Monday, September 10, 2012

Who is your scheme administrator?

With the increasing number of complaints being made to the Pensions Ombudsman, it is worth noting some of the decisions published by his equivalent in the UK. One recent decision which made me stop for a moment, was the decision by the UK Ombudsman in the determination of a complaint by a Mr Middleton (80448/1) where it was held that a financial adviser who takes on administrative duties relating to a pension fund transfer comes within the Pensions Ombudsman's jurisdiction as an "administrator" concerned with the administration of an occupational pension scheme. This is the case even if the adviser does not consider that it was appointed or paid to provide such services, and regardless of whether such actions might contravene regulatory rules. The Middleton case was taken as a result of a loss caused by a delay by Mr Middleton’s financial advisor to act on a set of instructions. The advisor took six weeks to request a fund discharge form from a life company. Secondly, it did not pursue the life company quickly enough when the forms were lost. Thirdly, it mistakenly advised Mr Middleton that the transfer value could not be lower than the last available figure provided.

It was held that the advisor had a duty to "carry out these administrative tasks efficiently and on a timely basis" but that the advisor had instead been responsible for several delays and mistakes amounting to maladministration.

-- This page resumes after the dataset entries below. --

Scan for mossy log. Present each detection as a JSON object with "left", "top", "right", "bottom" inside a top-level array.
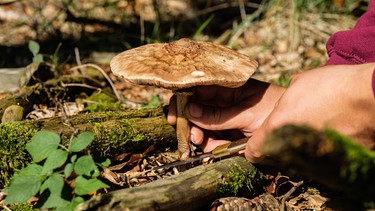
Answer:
[
  {"left": 76, "top": 156, "right": 254, "bottom": 211},
  {"left": 0, "top": 106, "right": 176, "bottom": 187},
  {"left": 261, "top": 125, "right": 375, "bottom": 206}
]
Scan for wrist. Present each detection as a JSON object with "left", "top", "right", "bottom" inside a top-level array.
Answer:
[
  {"left": 347, "top": 63, "right": 375, "bottom": 149},
  {"left": 353, "top": 63, "right": 375, "bottom": 104}
]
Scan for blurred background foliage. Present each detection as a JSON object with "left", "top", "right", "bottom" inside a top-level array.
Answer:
[{"left": 0, "top": 0, "right": 369, "bottom": 76}]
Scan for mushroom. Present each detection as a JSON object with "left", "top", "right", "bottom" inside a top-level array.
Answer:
[{"left": 110, "top": 38, "right": 258, "bottom": 161}]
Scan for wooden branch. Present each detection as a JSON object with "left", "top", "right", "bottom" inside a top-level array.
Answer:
[
  {"left": 261, "top": 125, "right": 375, "bottom": 205},
  {"left": 76, "top": 156, "right": 254, "bottom": 211}
]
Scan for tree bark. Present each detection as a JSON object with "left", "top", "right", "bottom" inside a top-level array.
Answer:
[
  {"left": 76, "top": 156, "right": 254, "bottom": 211},
  {"left": 261, "top": 125, "right": 375, "bottom": 205}
]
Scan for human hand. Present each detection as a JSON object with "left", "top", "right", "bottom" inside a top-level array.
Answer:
[
  {"left": 246, "top": 63, "right": 375, "bottom": 163},
  {"left": 167, "top": 78, "right": 285, "bottom": 152}
]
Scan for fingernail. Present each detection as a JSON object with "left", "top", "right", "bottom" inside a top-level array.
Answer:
[
  {"left": 190, "top": 132, "right": 196, "bottom": 144},
  {"left": 188, "top": 103, "right": 203, "bottom": 118}
]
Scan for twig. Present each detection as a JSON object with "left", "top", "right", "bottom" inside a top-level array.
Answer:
[
  {"left": 62, "top": 82, "right": 103, "bottom": 92},
  {"left": 74, "top": 47, "right": 85, "bottom": 74},
  {"left": 0, "top": 191, "right": 11, "bottom": 211},
  {"left": 238, "top": 0, "right": 247, "bottom": 23},
  {"left": 238, "top": 0, "right": 248, "bottom": 41},
  {"left": 1, "top": 204, "right": 11, "bottom": 211},
  {"left": 278, "top": 180, "right": 304, "bottom": 211},
  {"left": 70, "top": 64, "right": 124, "bottom": 103}
]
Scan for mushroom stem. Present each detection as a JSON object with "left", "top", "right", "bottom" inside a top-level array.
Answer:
[{"left": 175, "top": 91, "right": 193, "bottom": 161}]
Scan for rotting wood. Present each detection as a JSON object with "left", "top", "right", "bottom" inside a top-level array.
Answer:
[
  {"left": 261, "top": 124, "right": 375, "bottom": 207},
  {"left": 75, "top": 156, "right": 253, "bottom": 211}
]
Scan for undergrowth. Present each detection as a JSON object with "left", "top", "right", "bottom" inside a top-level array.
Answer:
[{"left": 3, "top": 131, "right": 110, "bottom": 211}]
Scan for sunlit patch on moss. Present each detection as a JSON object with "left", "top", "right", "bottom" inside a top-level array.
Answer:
[
  {"left": 84, "top": 92, "right": 122, "bottom": 113},
  {"left": 217, "top": 164, "right": 265, "bottom": 197},
  {"left": 0, "top": 122, "right": 38, "bottom": 187},
  {"left": 324, "top": 128, "right": 375, "bottom": 183},
  {"left": 88, "top": 119, "right": 152, "bottom": 157}
]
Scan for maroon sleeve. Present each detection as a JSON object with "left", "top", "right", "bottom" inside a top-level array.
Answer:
[{"left": 326, "top": 0, "right": 375, "bottom": 65}]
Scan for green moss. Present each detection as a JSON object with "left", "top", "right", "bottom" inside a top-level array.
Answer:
[
  {"left": 88, "top": 119, "right": 152, "bottom": 157},
  {"left": 0, "top": 122, "right": 38, "bottom": 187},
  {"left": 324, "top": 128, "right": 375, "bottom": 183},
  {"left": 217, "top": 164, "right": 265, "bottom": 197},
  {"left": 84, "top": 92, "right": 122, "bottom": 112},
  {"left": 6, "top": 202, "right": 37, "bottom": 211}
]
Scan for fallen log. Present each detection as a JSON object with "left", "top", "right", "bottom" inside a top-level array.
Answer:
[
  {"left": 76, "top": 156, "right": 255, "bottom": 211},
  {"left": 0, "top": 106, "right": 176, "bottom": 187},
  {"left": 261, "top": 125, "right": 375, "bottom": 207}
]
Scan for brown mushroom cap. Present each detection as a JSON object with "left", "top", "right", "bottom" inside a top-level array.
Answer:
[{"left": 110, "top": 38, "right": 258, "bottom": 90}]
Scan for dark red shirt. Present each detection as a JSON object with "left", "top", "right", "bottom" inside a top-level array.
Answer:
[
  {"left": 325, "top": 0, "right": 375, "bottom": 95},
  {"left": 326, "top": 0, "right": 375, "bottom": 65}
]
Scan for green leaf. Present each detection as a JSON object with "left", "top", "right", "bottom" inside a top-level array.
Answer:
[
  {"left": 42, "top": 149, "right": 69, "bottom": 174},
  {"left": 14, "top": 163, "right": 43, "bottom": 177},
  {"left": 71, "top": 154, "right": 77, "bottom": 163},
  {"left": 26, "top": 131, "right": 61, "bottom": 162},
  {"left": 40, "top": 193, "right": 70, "bottom": 209},
  {"left": 40, "top": 173, "right": 64, "bottom": 193},
  {"left": 64, "top": 163, "right": 74, "bottom": 178},
  {"left": 100, "top": 158, "right": 111, "bottom": 168},
  {"left": 33, "top": 54, "right": 44, "bottom": 62},
  {"left": 74, "top": 155, "right": 98, "bottom": 176},
  {"left": 74, "top": 176, "right": 109, "bottom": 195},
  {"left": 39, "top": 173, "right": 70, "bottom": 209},
  {"left": 56, "top": 197, "right": 84, "bottom": 211},
  {"left": 28, "top": 40, "right": 40, "bottom": 55},
  {"left": 142, "top": 95, "right": 160, "bottom": 108},
  {"left": 69, "top": 132, "right": 95, "bottom": 152},
  {"left": 4, "top": 164, "right": 44, "bottom": 204}
]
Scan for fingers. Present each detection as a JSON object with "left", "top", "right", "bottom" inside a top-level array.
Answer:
[
  {"left": 167, "top": 95, "right": 177, "bottom": 125},
  {"left": 244, "top": 99, "right": 285, "bottom": 163},
  {"left": 185, "top": 102, "right": 251, "bottom": 131},
  {"left": 190, "top": 125, "right": 204, "bottom": 145},
  {"left": 190, "top": 125, "right": 232, "bottom": 152},
  {"left": 168, "top": 92, "right": 252, "bottom": 132},
  {"left": 244, "top": 127, "right": 267, "bottom": 163},
  {"left": 168, "top": 94, "right": 242, "bottom": 153},
  {"left": 201, "top": 139, "right": 231, "bottom": 152}
]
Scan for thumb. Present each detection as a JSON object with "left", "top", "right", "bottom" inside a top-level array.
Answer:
[
  {"left": 186, "top": 102, "right": 249, "bottom": 131},
  {"left": 244, "top": 107, "right": 285, "bottom": 163},
  {"left": 244, "top": 128, "right": 267, "bottom": 163}
]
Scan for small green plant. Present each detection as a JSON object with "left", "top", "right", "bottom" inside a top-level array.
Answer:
[
  {"left": 191, "top": 14, "right": 215, "bottom": 40},
  {"left": 142, "top": 95, "right": 161, "bottom": 108},
  {"left": 4, "top": 131, "right": 110, "bottom": 211},
  {"left": 217, "top": 164, "right": 265, "bottom": 196},
  {"left": 28, "top": 41, "right": 44, "bottom": 62}
]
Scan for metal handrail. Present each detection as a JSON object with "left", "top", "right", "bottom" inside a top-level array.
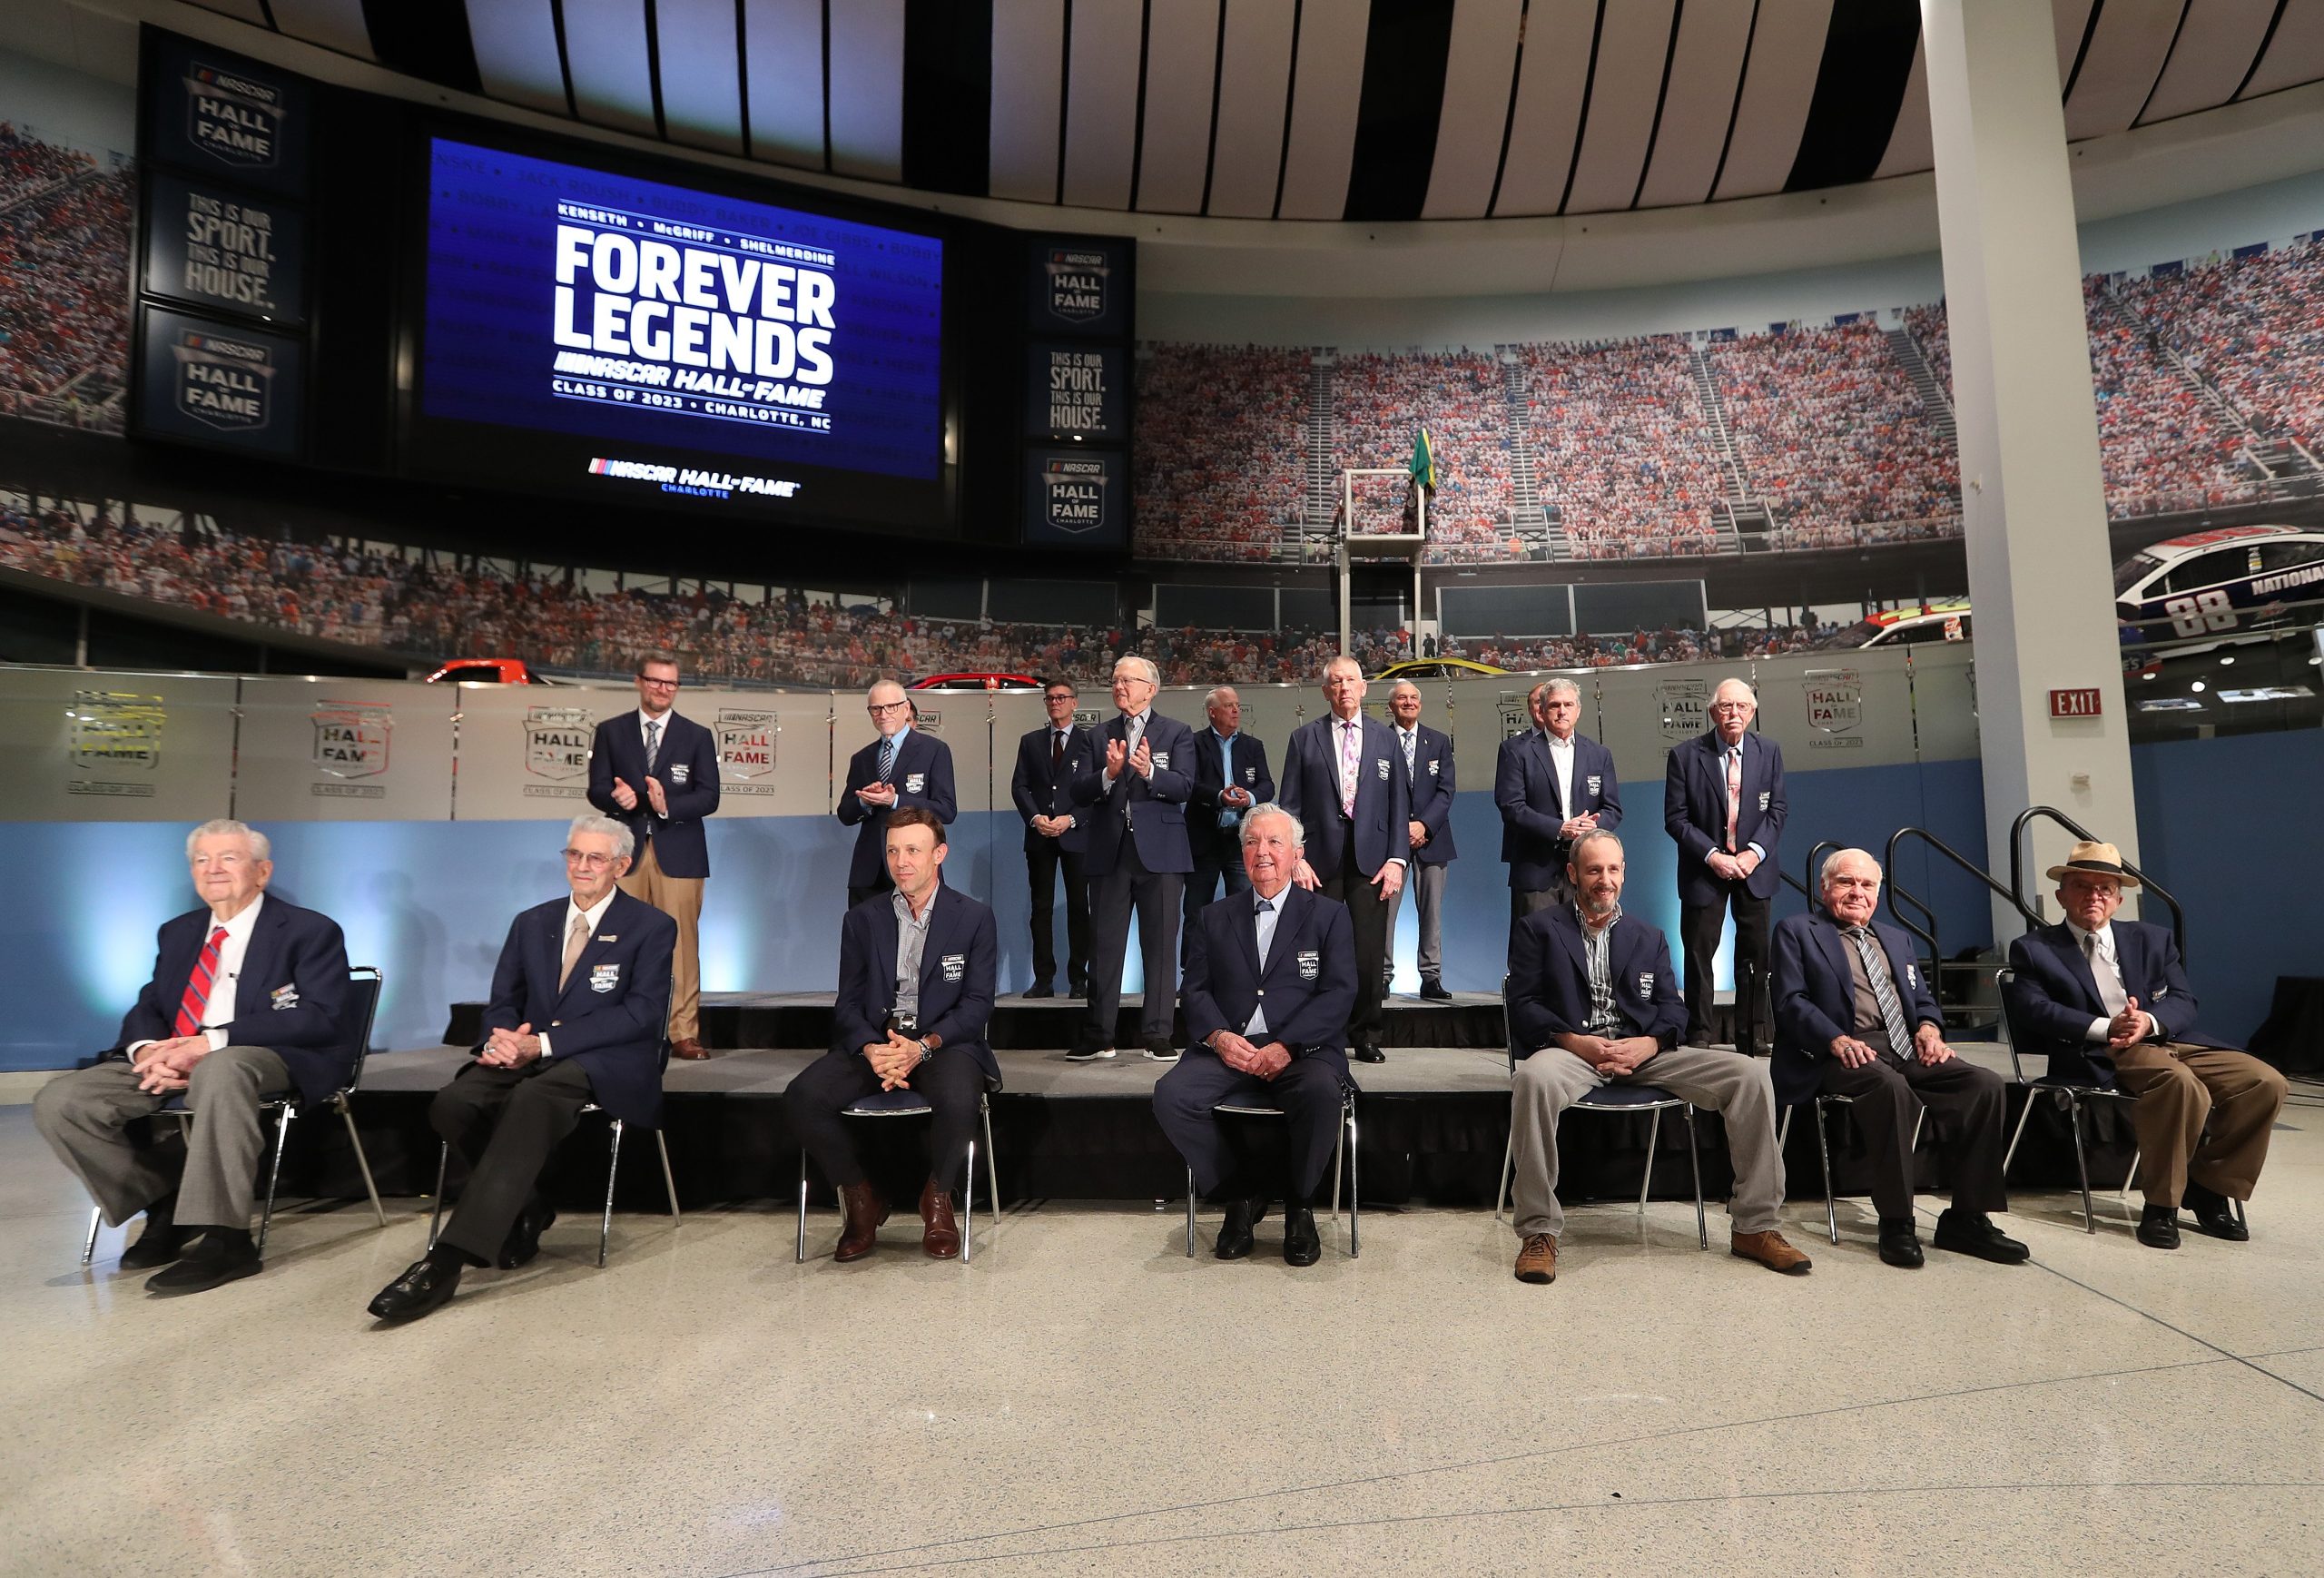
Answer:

So how would such a case pan out in Ireland? The Pensions Ombudsman's jurisdiction is governed by:

·         The Pensions Act 1990-2012 (the “Act”)
·         The Pensions Ombudsman Regulations 2003 (the “Regulations”)
The Ombudsman has jurisdiction to investigate specified complaints against or disputes with persons responsible for the management of an occupational pension scheme (scheme) or Personal Retirement Savings Account (PRSA). Under s131 of the Pensions Act the Ombudsman may investigate a complaint relating to maladministration “done by or on behalf of a person responsible for the management of that scheme.”

Section 126 (3) and (4) of the Regulations specify those who are deemed to be responsible for the management of a scheme or PRSA. Article 3 of the Regulations extends the category of person deemed to be responsible to include the administrator of a scheme or PRSA to the following:

1.  any person providing a service in relation to the administration of a scheme or a trust rac;
2.  any person to whom the performance of the duties of trustees of a scheme or a trust rac under section 59 (1) or (2) of the Act has been delegated;
3.  any person who is the administrator of the scheme or trust rac for the purposes of section 770(1) of the Taxes Consolidation Act 1997; or
4.  any person to whom the application or interpretation of the rules of a scheme or trust rac has been delegated in accordance with those rules.

While it is often clearer, in the case of non-insured arrangements, who the administrator (s) is, it is not so clear when it comes to the establishment of a pension arrangement by a life company where the paperwork usually appoints the employer company as the scheme administrator.

But when issues arise, I have no doubt the employer company would consider the adviser and the pension provider as the administrator. This issue is only now coming to the attention of the Ombudsman, and indeed the Irish courts, and I am sure some interesting cases will be issued over the next couple of years due to the fact that the legislation detailed allows the definition of an administrator to be widely construed.